Project: Automating AWS Infrastructure Provisioning using Terraform & Ansible
1. Project Overview
The goal of this project is to automate the provisioning of AWS infrastructure using Terraform and configure instances using Ansible. This will enable a scalable, repeatable, and efficient deployment process.
2. Tech Stack
- Cloud Provider: AWS
- Infrastructure as Code (IaC): Terraform
- Configuration Management: Ansible
- Compute: Amazon EC2
- Networking: VPC, Subnets, Security Groups
- Database: Amazon RDS
- Storage & State Management: S3 + DynamoDB for Terraform state locking
- Version Control: Git/GitHub
- CI/CD: (Optional) Jenkins for automation
3. Architecture Diagram
- A VPC with public and private subnets
- An EC2 instance in the public subnet (for Ansible)
- A Private EC2 instance (Application Server)
- An RDS MySQL database in a private subnet
- Security Groups for secure access
- Terraform backend in S3 + DynamoDB for state management
4. Implementation Plan
Step 1: Setup Terraform for Infrastructure Provisioning
- Install Terraform on your local machine or CI/CD pipeline.
- Define Terraform provider (AWS) in a
provider.tf file.
- Create a VPC with CIDR block
10.0.0.0/16.
- Define public and private subnets:
- Public subnet:
10.0.1.0/24
- Private subnet:
10.0.2.0/24
- Setup an Internet Gateway & Route Table for public subnet access.
- Define Security Groups:
- Allow SSH (22) from a specific IP range.
- Allow HTTP/HTTPS traffic (80/443) for web applications.
- Restrict access to RDS to only the application servers.
- Create EC2 Instances:
- One public instance (Ansible controller).
- One private instance (Application server).
- Deploy RDS Instance (MySQL) in the private subnet.
Step 2: Use Terraform Modules for Reusability
- Create separate modules for VPC, EC2, RDS, and Security Groups.
- Parameterize them for different environments (dev, staging, prod).
Step 3: Store Terraform State in S3 with DynamoDB Locking
- Create an S3 bucket to store the Terraform state file.

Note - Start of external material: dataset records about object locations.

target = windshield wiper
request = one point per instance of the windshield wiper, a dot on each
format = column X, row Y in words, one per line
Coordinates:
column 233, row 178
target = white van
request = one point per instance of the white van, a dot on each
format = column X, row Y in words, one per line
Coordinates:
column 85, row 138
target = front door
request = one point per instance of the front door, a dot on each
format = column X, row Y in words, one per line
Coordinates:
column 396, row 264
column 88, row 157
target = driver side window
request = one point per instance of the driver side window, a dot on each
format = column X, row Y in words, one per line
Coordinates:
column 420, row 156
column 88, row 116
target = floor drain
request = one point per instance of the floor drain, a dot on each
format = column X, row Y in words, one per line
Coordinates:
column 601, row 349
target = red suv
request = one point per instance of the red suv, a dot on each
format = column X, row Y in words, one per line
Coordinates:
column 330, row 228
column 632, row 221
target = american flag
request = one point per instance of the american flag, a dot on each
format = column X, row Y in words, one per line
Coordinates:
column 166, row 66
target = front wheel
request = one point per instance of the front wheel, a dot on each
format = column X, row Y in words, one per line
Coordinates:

- Enable DynamoDB table for state locking.
Example backend.tf file:
terraform {
backend "s3" {
bucket = "my-terraform-state"
key = "prod/terraform.tfstate"
region = "us-east-1"
dynamodb_table = "terraform-lock"
}
}
Step 4: Deploy Infrastructure Using Terraform
- Initialize Terraform:
terraform init
- Validate configuration:
terraform validate
- Plan changes:
terraform plan
- Apply changes:
terraform apply -auto-approve
5. Configuration Management with Ansible
Ansible Setup on the Public EC2 Instance
- Install Ansibleon the public EC2 instance.
- Generate an SSH Key Pair and distribute it to the private instances.
- Define an Inventory File (
inventory.ini):
[app_servers]
10.0.2.10 ansible_user=ec2-user ansible_ssh_private_key_file=~/.ssh/id_rsa
- Write Playbooks for Configuration
- Install packages (Nginx, MySQL client).
- Deploy application code from GitHub.
Example Playbook (setup_app.yml)
- hosts: app_servers
become: yes
tasks:
- name: Install Nginx
yum:
name: nginx
state: present
- name: Start and enable Nginx
service:
name: nginx
state: started
enabled: yes
- Run the Playbook:
ansible-playbook -i inventory.ini setup_app.yml
6. CI/CD Pipeline (Optional)
If you want to integrate this into a CI/CD pipeline:
- Use Jenkins to trigger Terraform and Ansible jobs.
- Store Terraform & Ansible code in GitHub/GitLab.
- Automate Infrastructure Updates via Jenkins pipeline.
7. Testing & Validation
- Verify resources using AWS Console and CLI.
- Check Security Group rules and connectivity.
- Test Ansible configurations by SSH into EC2.
- Connect the application to the RDS database.
8. Cleanup & Cost Optimization
- Destroy resources using
terraform destroy after testing.
- Use AWS Budgets to monitor costs.
Conclusion
This project provides a fully automated AWS Infrastructure setup using Terraform and Ansible, ensuring reusability, scalability, and security.